Reportagens
Aprovada criação de sistema para controlar distribuição e estoque de medicamentos
O Sistema Único de Saúde (SUS) vai fornecer à população amplo acesso à informação sobre os estoques de medicamentos, de fórmulas nutricionais e outros produtos para a saúde disponíveis nas farmácias e almoxarifados sob sua responsabilidade.
É o que estabelece projeto de lei aprovado no Senado, nesta quinta-feira (28) , por 71 votos favoráveis e nenhum voto contrário, e que agora segue para apreciação da Câmara dos Deputados.
O PL 1.932/2021 estabelece que o abastecimento de medicamentos e produtos de interesse da saúde será controlado por meio de sistema integrado de acompanhamento em tempo real do consumo e do estoque desses itens, com agregação de dados por estado e Distrito Federal, e administração centralizada pelo gestor federal do Sistema Único de Saúde (SUS).
De autoria do senador Jayme Campos (DEM-MT), o projeto foi relatado pelo senador Marcos Rogério (DEM-RO), que apresentou voto favorável à proposição, com emendas do senador Izalci Lucas (PSDB-DF) e das senadoras Rose de Freitas (MDB-ES) e Mara Gabrilli (PSDB-SP).
O texto – que acrescenta dois parágrafos ao artigo 19-M da Lei 8.080, de 1990, que regula as ações e serviços de saúde – também assegura acesso às informações nos termos da Lei nº 13.146, de 6 de julho de 2015 (Estatuto da Pessoa com Deficiência).
Falha apontada pelo TCU
Ao justificar a apresentação do projeto, Jayme Campos destaca relatório do Tribunal de Contas da União (TCU) que apontou, em meio à pandemia da covid-19, a ocorrência de falha do Ministério da Saúde no acompanhamento dos medicamentos usados no “kit intubação”, sem “controle em tempo real” ou “sistema apropriado”. O órgão detectou ainda a distribuição de remédios de forma linear a estados, desconsiderando a diferença no número de leitos e a situação da pandemia em cada local. O tribunal identificou que as informações sobre o consumo e o nível do abastecimento são repassadas ao Ministério da Saúde pelo Conselho Nacional de Secretários de Saúde (Conass) ou pelos estados, via e-mail, sem um sistema mais robusto de acompanhamento.
Extensão territorial
Na avaliação do relator, senador Marcos Rogério (DEM-RO), a necessidade de um sistema mais apropriado, conforme propõe o autor do projeto, é ainda mais urgente quando se considera a ampla extensão territorial coberta pelo SUS e a grande heterogeneidade das condições epidemiológicas, da capacidade instalada e, por conseguinte, das demandas de cada localidade do país.

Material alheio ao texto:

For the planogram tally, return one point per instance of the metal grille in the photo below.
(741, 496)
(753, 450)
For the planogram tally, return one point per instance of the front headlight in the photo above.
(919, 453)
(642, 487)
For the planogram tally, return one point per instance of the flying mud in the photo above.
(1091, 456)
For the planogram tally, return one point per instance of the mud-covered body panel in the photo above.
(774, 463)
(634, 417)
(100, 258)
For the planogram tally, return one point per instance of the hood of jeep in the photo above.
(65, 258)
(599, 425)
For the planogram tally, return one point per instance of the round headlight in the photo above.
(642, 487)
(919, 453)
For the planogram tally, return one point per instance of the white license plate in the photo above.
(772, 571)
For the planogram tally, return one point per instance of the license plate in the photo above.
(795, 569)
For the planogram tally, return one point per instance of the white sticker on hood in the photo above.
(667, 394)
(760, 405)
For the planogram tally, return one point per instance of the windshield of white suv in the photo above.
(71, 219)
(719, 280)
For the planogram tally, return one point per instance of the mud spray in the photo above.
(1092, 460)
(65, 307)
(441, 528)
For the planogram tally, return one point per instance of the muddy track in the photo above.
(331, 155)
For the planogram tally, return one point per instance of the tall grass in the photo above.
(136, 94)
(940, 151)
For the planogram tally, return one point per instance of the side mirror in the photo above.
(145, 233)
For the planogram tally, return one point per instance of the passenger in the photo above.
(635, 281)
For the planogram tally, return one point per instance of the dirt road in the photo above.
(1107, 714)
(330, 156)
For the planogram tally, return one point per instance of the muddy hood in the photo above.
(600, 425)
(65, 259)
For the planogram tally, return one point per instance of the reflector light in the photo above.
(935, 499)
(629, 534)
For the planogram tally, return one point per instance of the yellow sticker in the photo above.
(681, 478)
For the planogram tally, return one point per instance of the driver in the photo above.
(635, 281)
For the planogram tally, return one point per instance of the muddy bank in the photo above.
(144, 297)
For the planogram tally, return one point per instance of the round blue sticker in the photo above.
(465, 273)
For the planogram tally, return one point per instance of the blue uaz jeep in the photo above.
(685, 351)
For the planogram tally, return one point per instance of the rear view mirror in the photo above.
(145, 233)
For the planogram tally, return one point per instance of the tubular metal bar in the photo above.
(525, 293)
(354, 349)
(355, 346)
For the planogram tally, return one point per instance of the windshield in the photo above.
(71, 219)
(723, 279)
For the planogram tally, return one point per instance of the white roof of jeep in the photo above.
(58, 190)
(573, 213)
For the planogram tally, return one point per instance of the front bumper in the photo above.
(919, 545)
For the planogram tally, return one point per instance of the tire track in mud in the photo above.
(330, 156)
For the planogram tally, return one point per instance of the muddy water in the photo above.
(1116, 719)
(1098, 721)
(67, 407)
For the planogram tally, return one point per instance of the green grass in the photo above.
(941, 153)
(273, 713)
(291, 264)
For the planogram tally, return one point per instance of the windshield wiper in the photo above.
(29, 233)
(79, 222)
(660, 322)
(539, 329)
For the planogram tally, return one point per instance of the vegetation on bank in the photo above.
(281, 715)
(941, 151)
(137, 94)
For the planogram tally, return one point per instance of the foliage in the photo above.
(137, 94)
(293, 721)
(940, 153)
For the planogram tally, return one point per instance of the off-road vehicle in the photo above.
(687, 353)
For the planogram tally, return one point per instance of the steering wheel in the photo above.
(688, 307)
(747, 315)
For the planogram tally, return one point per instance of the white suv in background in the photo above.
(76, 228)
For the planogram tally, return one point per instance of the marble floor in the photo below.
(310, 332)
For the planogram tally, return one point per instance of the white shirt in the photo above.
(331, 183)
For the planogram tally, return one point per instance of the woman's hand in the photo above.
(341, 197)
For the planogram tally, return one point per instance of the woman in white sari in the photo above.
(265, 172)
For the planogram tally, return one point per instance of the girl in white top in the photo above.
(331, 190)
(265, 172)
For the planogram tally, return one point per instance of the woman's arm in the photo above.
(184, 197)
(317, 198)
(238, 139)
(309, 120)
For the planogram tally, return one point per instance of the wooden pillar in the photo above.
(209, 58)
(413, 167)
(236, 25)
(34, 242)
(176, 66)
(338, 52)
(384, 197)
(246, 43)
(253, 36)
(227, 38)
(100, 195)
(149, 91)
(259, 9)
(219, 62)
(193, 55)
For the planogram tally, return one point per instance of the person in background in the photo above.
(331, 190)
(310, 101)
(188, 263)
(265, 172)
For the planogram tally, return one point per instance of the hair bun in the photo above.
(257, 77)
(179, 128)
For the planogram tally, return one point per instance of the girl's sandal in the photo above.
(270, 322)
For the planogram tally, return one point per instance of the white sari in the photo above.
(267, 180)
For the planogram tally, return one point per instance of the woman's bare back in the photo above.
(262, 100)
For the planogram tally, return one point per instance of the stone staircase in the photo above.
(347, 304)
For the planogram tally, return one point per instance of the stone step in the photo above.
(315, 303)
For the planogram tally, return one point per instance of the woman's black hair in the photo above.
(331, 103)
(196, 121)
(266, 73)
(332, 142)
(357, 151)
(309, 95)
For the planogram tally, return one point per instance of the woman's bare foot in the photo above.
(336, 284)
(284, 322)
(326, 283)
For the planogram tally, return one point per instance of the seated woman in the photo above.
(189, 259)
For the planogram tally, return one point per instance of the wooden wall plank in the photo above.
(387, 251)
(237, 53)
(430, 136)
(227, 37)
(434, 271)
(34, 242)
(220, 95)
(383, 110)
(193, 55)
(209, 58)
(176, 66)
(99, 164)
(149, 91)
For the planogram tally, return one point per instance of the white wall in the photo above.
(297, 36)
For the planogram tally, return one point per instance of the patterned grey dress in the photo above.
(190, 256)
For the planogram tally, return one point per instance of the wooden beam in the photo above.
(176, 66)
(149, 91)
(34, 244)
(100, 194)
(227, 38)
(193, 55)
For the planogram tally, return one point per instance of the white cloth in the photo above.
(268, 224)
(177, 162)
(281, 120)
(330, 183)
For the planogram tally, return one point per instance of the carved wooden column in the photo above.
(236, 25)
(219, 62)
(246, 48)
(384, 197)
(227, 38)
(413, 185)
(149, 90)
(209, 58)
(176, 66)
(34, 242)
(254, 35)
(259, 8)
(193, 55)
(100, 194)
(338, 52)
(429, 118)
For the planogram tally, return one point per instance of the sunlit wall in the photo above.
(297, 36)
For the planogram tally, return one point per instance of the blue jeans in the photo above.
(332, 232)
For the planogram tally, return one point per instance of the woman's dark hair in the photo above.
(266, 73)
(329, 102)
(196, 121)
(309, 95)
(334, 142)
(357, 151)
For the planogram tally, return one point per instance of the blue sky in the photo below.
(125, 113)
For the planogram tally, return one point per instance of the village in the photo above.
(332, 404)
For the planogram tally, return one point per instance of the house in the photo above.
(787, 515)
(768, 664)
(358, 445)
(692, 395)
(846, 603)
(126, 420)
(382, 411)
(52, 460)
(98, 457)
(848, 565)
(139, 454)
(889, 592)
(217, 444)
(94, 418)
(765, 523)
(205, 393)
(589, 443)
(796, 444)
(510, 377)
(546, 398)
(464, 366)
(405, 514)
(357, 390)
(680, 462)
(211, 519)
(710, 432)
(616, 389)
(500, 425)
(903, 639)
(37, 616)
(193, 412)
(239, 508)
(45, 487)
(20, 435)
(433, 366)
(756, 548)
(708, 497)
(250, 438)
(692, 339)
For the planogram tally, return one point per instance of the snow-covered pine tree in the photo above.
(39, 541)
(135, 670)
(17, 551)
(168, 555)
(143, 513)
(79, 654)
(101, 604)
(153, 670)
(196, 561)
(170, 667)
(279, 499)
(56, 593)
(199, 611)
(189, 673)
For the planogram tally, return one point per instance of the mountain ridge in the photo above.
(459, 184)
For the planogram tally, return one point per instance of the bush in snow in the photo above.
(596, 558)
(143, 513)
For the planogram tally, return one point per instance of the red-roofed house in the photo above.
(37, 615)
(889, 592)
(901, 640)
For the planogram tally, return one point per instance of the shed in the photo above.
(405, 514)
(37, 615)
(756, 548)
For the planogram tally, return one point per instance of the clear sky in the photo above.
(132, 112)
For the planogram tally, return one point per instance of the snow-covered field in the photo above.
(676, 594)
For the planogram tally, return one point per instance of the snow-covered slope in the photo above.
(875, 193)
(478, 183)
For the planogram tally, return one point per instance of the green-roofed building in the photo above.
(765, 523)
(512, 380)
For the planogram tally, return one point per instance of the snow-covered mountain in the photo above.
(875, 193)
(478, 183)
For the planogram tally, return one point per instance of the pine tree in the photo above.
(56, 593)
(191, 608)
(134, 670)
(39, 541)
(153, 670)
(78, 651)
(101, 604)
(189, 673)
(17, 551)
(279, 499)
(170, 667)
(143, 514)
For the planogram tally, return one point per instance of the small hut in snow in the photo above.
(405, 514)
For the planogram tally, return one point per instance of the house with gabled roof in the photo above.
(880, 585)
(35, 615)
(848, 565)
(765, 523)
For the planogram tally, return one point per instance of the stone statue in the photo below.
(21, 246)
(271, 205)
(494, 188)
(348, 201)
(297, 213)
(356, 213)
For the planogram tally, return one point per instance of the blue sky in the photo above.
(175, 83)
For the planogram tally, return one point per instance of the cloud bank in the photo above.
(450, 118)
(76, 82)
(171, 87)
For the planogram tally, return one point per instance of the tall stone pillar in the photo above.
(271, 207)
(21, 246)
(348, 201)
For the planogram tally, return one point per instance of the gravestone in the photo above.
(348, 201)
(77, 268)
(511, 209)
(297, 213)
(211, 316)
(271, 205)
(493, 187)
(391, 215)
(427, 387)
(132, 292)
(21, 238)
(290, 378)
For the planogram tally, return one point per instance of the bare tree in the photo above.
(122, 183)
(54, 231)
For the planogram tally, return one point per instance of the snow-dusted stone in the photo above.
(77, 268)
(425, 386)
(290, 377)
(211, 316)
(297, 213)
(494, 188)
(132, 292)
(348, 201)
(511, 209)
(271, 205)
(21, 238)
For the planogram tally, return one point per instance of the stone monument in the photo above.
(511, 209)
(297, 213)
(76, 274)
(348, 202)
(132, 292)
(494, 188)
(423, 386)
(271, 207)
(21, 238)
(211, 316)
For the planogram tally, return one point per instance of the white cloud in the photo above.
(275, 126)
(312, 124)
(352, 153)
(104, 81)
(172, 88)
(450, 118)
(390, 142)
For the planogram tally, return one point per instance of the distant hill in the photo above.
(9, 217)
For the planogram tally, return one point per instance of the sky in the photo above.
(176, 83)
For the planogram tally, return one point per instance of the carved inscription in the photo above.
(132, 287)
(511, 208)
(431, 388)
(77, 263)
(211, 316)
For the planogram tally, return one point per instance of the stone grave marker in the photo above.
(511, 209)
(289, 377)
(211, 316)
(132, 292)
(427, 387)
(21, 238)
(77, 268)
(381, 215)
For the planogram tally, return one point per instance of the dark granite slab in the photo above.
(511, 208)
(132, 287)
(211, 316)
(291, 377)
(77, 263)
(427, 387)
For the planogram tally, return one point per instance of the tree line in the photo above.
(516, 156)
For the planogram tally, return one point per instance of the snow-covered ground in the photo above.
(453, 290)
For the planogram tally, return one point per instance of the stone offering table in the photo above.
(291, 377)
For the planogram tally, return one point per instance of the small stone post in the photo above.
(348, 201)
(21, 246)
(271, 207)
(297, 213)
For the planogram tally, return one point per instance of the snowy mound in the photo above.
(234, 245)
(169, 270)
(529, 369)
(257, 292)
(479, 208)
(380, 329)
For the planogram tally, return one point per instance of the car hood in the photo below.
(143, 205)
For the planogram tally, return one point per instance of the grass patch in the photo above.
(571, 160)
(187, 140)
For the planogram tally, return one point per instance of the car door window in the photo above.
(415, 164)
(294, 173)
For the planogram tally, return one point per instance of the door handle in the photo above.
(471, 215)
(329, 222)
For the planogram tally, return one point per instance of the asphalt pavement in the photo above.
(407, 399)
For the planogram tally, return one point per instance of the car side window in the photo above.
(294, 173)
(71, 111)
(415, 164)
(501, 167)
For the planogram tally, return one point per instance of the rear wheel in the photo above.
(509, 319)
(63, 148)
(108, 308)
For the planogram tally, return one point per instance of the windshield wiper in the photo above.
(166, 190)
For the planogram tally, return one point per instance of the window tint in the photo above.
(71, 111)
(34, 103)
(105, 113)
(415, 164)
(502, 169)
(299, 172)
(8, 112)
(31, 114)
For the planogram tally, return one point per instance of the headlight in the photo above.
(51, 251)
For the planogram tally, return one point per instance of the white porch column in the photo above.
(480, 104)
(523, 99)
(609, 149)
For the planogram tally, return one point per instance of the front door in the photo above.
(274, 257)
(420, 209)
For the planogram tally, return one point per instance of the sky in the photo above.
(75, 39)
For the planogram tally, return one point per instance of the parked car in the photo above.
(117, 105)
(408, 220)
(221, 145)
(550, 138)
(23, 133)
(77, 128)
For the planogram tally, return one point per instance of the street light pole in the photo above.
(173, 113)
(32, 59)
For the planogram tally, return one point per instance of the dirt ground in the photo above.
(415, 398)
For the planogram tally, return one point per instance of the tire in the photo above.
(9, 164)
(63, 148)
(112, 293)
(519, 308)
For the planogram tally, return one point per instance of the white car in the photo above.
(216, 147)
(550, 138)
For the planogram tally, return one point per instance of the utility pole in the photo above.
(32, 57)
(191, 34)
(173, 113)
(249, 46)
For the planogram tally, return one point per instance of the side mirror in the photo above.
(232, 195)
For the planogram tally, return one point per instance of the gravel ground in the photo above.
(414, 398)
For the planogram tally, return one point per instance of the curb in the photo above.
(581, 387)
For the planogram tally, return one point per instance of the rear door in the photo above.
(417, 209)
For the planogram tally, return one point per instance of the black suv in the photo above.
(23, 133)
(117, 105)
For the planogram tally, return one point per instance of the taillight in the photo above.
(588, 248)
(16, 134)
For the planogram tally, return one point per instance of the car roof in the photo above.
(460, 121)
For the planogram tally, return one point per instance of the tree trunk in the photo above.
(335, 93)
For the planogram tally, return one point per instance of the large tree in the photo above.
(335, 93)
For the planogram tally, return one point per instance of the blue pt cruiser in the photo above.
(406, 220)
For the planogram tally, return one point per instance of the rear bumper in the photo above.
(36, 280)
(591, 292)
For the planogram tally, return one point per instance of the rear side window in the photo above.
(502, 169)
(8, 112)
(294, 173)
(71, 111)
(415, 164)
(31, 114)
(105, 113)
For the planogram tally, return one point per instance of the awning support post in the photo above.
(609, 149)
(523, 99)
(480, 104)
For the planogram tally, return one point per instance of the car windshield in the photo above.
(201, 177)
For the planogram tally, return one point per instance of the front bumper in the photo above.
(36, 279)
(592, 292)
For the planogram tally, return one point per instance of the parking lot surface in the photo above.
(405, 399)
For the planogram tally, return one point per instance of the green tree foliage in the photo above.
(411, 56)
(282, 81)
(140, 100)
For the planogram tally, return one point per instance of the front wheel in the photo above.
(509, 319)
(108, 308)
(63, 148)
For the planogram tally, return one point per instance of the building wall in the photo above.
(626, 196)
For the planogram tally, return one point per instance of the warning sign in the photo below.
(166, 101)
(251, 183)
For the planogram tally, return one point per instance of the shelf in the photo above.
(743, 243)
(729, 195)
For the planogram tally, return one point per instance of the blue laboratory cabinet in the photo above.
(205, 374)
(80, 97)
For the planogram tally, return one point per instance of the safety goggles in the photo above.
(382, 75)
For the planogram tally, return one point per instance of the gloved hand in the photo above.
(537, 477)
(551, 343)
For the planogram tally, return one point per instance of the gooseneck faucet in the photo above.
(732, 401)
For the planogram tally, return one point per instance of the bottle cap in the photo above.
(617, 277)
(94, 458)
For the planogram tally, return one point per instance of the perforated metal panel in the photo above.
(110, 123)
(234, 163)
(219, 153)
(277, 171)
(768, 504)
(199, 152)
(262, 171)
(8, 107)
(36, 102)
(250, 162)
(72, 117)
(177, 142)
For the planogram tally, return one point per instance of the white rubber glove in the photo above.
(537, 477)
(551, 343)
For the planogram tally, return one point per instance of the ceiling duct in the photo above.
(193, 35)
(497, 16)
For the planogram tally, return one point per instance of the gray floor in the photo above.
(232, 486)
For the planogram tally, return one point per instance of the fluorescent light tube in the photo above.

— De fato, um sistema de saúde da magnitude e complexidade do SUS necessita de aprimoramentos nos processos de logística e de distribuição de medicamentos e outros produtos para a saúde. Evidentemente, é necessário, para isso, a informatização de todo sistema, de modo a permitir que os gestores estaduais do SUS alimentem oportunamente o banco de dados com informações acerca do suprimento e da demanda locais por esses produtos, destacou Marcos Rogério na leitura de seu relatório.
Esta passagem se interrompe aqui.